Files
prowler/docs/tutorials/parallel-execution.md
2023-12-04 09:48:46 +01:00

6.2 KiB

Parallel Execution

The strategy used here will be to execute Prowler once per service. You can modify this approach as per your requirements.

This can help for really large accounts, but please be aware of AWS API rate limits:

  1. Service-Specific Limits: Each AWS service has its own rate limits. For instance, Amazon EC2 might have different rate limits for launching instances versus making API calls to describe instances.
  2. API Rate Limits: Most of the rate limits in AWS are applied at the API level. Each API call to an AWS service counts towards the rate limit for that service.
  3. Throttling Responses: When you exceed the rate limit for a service, AWS responds with a throttling error. In AWS SDKs, these are typically represented as ThrottlingException or RateLimitExceeded errors.

For information on Prowler's retrier configuration please refer to this page.

Note: You might need to increase the --aws-retries-max-attempts parameter from the default value of 3. The retrier follows an exponential backoff strategy.

Linux

Generate a list of services that Prowler supports, and populate this info into a file:

prowler aws --list-services | awk -F"- " '{print $2}' | sed '/^$/d' > services

Make any modifications for services you would like to skip scanning by modifying this file.

Then create a new PowerShell script file parallel-prowler.sh and add the following contents. Update the $profile variable to the AWS CLI profile you want to run Prowler with.

#!/bin/bash

# Change these variables as needed
profile="your_profile"
account_id=$(aws sts get-caller-identity --profile "${profile}" --query 'Account' --output text)

echo "Executing in account: ${account_id}"

# Maximum number of concurrent processes
MAX_PROCESSES=5

# Loop through the services
while read service; do
    echo "$(date '+%Y-%m-%d %H:%M:%S'): Starting job for service: ${service}"

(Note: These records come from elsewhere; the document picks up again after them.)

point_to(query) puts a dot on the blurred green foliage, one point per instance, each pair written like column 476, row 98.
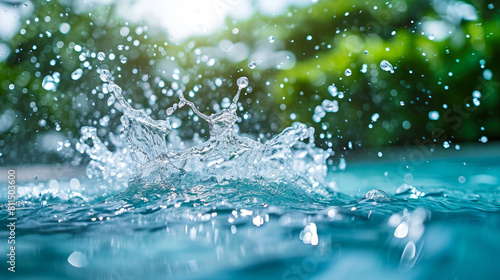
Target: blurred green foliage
column 343, row 34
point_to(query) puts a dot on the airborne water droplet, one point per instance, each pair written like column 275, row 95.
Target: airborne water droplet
column 105, row 75
column 386, row 66
column 50, row 83
column 111, row 100
column 170, row 111
column 242, row 82
column 101, row 56
column 77, row 74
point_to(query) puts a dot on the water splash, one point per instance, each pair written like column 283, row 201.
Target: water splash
column 290, row 156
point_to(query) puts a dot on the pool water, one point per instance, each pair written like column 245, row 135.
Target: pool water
column 442, row 223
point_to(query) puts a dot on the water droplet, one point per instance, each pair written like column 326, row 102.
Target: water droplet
column 78, row 259
column 170, row 111
column 64, row 28
column 332, row 89
column 242, row 82
column 77, row 74
column 101, row 56
column 377, row 195
column 111, row 100
column 105, row 75
column 50, row 83
column 433, row 115
column 386, row 66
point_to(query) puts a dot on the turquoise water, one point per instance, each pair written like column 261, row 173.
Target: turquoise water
column 444, row 224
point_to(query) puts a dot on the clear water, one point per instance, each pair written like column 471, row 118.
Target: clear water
column 438, row 228
column 236, row 208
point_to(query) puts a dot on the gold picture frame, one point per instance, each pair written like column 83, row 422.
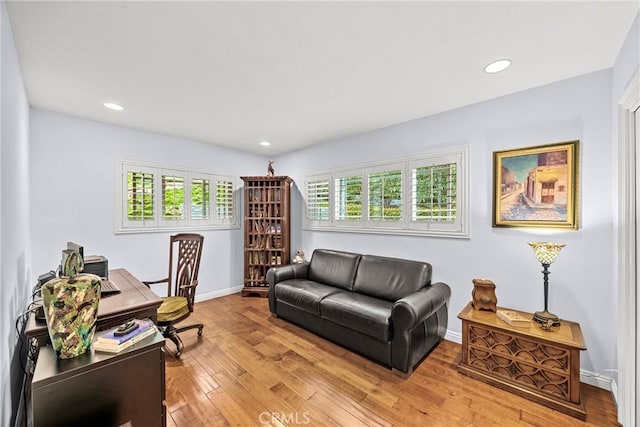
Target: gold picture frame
column 536, row 186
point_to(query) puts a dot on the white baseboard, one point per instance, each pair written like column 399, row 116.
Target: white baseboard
column 218, row 294
column 587, row 377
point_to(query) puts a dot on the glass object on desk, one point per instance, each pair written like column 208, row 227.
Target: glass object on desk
column 71, row 310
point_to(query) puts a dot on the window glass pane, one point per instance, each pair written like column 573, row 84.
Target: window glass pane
column 139, row 196
column 433, row 195
column 318, row 200
column 224, row 200
column 349, row 198
column 200, row 199
column 172, row 197
column 385, row 195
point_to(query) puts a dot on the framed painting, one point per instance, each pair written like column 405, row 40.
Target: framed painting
column 536, row 186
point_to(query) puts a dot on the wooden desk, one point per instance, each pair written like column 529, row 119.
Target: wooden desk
column 135, row 300
column 543, row 366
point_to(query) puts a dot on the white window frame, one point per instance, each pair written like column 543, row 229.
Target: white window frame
column 122, row 224
column 178, row 222
column 316, row 222
column 227, row 220
column 458, row 228
column 333, row 205
column 382, row 223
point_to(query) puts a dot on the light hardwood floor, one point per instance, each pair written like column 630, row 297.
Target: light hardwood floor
column 250, row 369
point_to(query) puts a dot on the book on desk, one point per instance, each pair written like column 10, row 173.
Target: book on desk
column 110, row 341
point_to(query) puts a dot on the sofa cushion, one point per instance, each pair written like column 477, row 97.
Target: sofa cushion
column 390, row 278
column 303, row 294
column 361, row 313
column 334, row 268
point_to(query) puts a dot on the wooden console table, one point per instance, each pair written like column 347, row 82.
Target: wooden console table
column 543, row 366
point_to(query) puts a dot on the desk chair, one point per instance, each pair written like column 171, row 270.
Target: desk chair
column 181, row 287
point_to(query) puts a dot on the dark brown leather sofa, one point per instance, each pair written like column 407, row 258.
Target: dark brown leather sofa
column 384, row 308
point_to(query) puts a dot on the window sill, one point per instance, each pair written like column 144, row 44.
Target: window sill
column 176, row 229
column 395, row 231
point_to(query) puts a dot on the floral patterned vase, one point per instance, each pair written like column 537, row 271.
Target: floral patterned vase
column 71, row 309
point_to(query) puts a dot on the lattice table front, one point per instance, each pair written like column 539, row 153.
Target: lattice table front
column 543, row 366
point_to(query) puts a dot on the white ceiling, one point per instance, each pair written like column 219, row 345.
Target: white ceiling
column 298, row 73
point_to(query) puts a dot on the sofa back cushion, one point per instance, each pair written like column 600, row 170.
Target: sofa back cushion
column 391, row 278
column 334, row 268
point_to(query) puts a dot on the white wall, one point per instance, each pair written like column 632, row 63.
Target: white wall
column 581, row 285
column 73, row 167
column 15, row 262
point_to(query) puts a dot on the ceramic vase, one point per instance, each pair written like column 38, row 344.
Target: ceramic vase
column 71, row 310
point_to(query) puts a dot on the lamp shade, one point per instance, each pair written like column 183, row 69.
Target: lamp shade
column 546, row 252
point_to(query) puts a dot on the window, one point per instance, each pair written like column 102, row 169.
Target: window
column 140, row 196
column 385, row 195
column 433, row 193
column 224, row 201
column 317, row 206
column 159, row 198
column 425, row 195
column 348, row 198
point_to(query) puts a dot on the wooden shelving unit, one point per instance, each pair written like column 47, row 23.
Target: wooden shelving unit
column 266, row 229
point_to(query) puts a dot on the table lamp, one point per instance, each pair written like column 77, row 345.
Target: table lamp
column 546, row 253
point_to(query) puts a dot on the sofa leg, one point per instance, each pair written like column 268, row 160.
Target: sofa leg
column 401, row 374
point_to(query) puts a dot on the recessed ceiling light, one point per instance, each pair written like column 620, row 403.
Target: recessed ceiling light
column 112, row 106
column 497, row 66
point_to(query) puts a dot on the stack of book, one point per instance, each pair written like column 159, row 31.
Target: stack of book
column 513, row 318
column 114, row 341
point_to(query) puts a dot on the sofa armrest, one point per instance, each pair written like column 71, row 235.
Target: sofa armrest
column 280, row 274
column 419, row 323
column 410, row 311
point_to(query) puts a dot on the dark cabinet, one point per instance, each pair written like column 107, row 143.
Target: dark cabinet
column 101, row 389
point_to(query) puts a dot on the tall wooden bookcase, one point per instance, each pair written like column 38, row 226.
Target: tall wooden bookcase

    # Run the command in the background
    (prowler -p "$profile" -s "$service" -F "${account_id}-${service}" --ignore-unused-services --only-logs; echo "$(date '+%Y-%m-%d %H:%M:%S') - ${service} has completed") &

    # Check if we have reached the maximum number of processes
    while [ $(jobs -r | wc -l) -ge ${MAX_PROCESSES} ]; do
        # Wait for a second before checking again
        sleep 1
    done
done < ./services

# Wait for all background processes to finish
wait
echo "All jobs completed"

Output will be stored in the output/ folder that is in the same directory from which you executed the script.

Windows

Generate a list of services that Prowler supports, and populate this info into a file:

prowler aws --list-services | ForEach-Object {
    # Capture lines that are likely service names
    if ($_ -match '^\- \w+$') {
        $_.Trim().Substring(2)
    }
} | Where-Object {
    # Filter out empty or null lines
    $_ -ne $null -and $_ -ne ''
} | Set-Content -Path "services"

Make any modifications for services you would like to skip scanning by modifying this file.

Then create a new PowerShell script file parallel-prowler.ps1 and add the following contents. Update the $profile variable to the AWS CLI profile you want to run prowler with.

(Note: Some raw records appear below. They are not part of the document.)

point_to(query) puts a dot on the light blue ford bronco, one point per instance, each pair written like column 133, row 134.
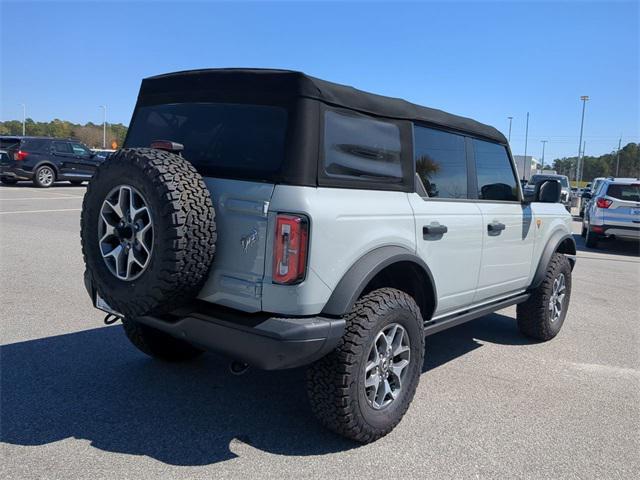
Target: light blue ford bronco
column 283, row 221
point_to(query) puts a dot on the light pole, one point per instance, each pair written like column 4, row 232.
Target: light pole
column 24, row 119
column 104, row 126
column 584, row 99
column 618, row 157
column 526, row 139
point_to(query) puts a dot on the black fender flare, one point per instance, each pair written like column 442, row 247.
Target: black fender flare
column 358, row 276
column 559, row 241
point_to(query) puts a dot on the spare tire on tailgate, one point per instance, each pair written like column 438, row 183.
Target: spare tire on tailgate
column 148, row 231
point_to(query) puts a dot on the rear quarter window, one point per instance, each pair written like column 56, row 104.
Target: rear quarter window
column 35, row 145
column 361, row 149
column 220, row 139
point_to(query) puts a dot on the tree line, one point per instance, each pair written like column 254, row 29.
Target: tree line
column 604, row 165
column 90, row 134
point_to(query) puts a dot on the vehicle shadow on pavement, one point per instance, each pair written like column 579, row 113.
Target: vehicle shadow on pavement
column 627, row 248
column 458, row 341
column 94, row 385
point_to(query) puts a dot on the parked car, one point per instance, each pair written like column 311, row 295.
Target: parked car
column 45, row 160
column 588, row 193
column 335, row 221
column 565, row 195
column 613, row 212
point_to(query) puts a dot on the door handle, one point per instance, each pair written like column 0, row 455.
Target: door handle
column 495, row 228
column 434, row 230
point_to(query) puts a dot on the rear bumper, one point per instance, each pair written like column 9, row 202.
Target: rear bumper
column 271, row 343
column 15, row 173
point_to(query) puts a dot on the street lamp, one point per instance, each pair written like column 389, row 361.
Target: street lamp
column 104, row 126
column 24, row 119
column 526, row 139
column 584, row 99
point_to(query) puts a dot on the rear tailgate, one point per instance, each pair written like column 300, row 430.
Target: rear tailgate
column 236, row 276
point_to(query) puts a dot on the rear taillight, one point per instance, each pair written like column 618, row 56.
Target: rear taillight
column 603, row 202
column 20, row 155
column 290, row 249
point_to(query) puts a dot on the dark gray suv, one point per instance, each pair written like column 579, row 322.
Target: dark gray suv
column 45, row 160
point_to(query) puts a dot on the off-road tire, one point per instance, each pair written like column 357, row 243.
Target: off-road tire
column 36, row 177
column 334, row 383
column 534, row 319
column 184, row 231
column 158, row 344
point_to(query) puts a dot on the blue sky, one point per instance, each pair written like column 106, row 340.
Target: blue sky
column 486, row 60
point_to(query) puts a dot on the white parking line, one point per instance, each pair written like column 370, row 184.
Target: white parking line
column 35, row 198
column 43, row 211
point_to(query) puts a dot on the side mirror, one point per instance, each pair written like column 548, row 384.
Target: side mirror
column 548, row 191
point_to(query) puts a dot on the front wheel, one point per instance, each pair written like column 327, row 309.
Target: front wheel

Change any parameters you would like when calling prowler in the Start-Job -ScriptBlock section. Note that you need to keep the --only-logs parameter, else some encoding issue occurs when trying to render the progress-bar and prowler won't successfully execute.

$profile = "your_profile"
$account_id = Invoke-Expression -Command "aws sts get-caller-identity --profile $profile --query 'Account' --output text"

Write-Host "Executing Prowler in $account_id"

# Maximum number of concurrent jobs
$MAX_PROCESSES = 5

# Read services from a file
$services = Get-Content -Path "services"

# Array to keep track of started jobs
$jobs = @()

foreach ($service in $services) {
    # Start the command as a job
    $job = Start-Job -ScriptBlock {
        prowler -p ${using:profile} -s ${using:service} -F "${using:account_id}-${using:service}" --ignore-unused-services --only-logs
	      $endTimestamp = Get-Date -Format "yyyy-MM-dd HH:mm:ss"
        Write-Output "${endTimestamp} - $using:service has completed"
    }
    $jobs += $job
    Write-Host "$(Get-Date -Format 'yyyy-MM-dd HH:mm:ss') - Starting job for service: $service"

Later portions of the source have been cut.